In their new study, the team further built on these findings by introducing the machinery for producing one of the mucoadhesive hydrogels based on TFF3 into an E. coli Nissle strain that is a normal gut bacterium which can thrive in the colon and cecum sections of the intestinal tract affected by IBD, and is currently sold in many commercial probiotic formulations. "We found that the newly engineered Nissle bacteria, when given orally, also populated and resided in the intestinal tract, and that their curli fibers integrated with the intestinal mucus layer," said first-author Pichet Praveschotinunt, who is a graduate student mentored by Joshi.
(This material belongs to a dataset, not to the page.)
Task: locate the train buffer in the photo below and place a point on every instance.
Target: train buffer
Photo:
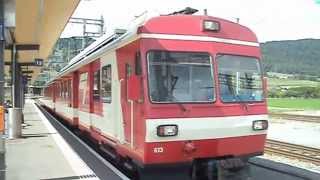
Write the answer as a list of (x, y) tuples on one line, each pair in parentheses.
[(43, 152)]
"When we induced colitis in the colons of mice by orally administering the chemical dextran sodium sulfate, animals that had received the PATCH-generating E. coli Nissle strain by daily rectal administration starting three days prior to chemical treatment, had significantly faster healing and lower inflammatory responses, which caused them to lose much less weight and recover faster compared to control animals," said Praveschotinunt. "Their colon epithelial mucosa displayed a more normal morphology and lower numbers of infiltrating immune cells".

Joshi and his team think that their approach could be developed as a companion therapy to existing anti-inflammatory, immuno-suppressant, and antibiotic therapies to help minimize patients' exposure to the drugs and potentially provide protection against IBD relapses.

"This powerful and simple approach could potentially impact the lives of thousands of patients with IBD for whom there is no disease-specific cure available. It also is a testament to the creativity and vision of the Wyss Institute's "Living Cellular Devices" initiative that engineers living cells to perform key therapeutic and diagnostic tasks in our bodies," said Wyss Institute Founding Director Donald Ingber, M.D., Ph.D., who is also the Judah Folkman Professor of Vascular Biology at HMS, the Vascular Biology Program at Boston Children's Hospital, and Professor of Bioengineering at SEAS.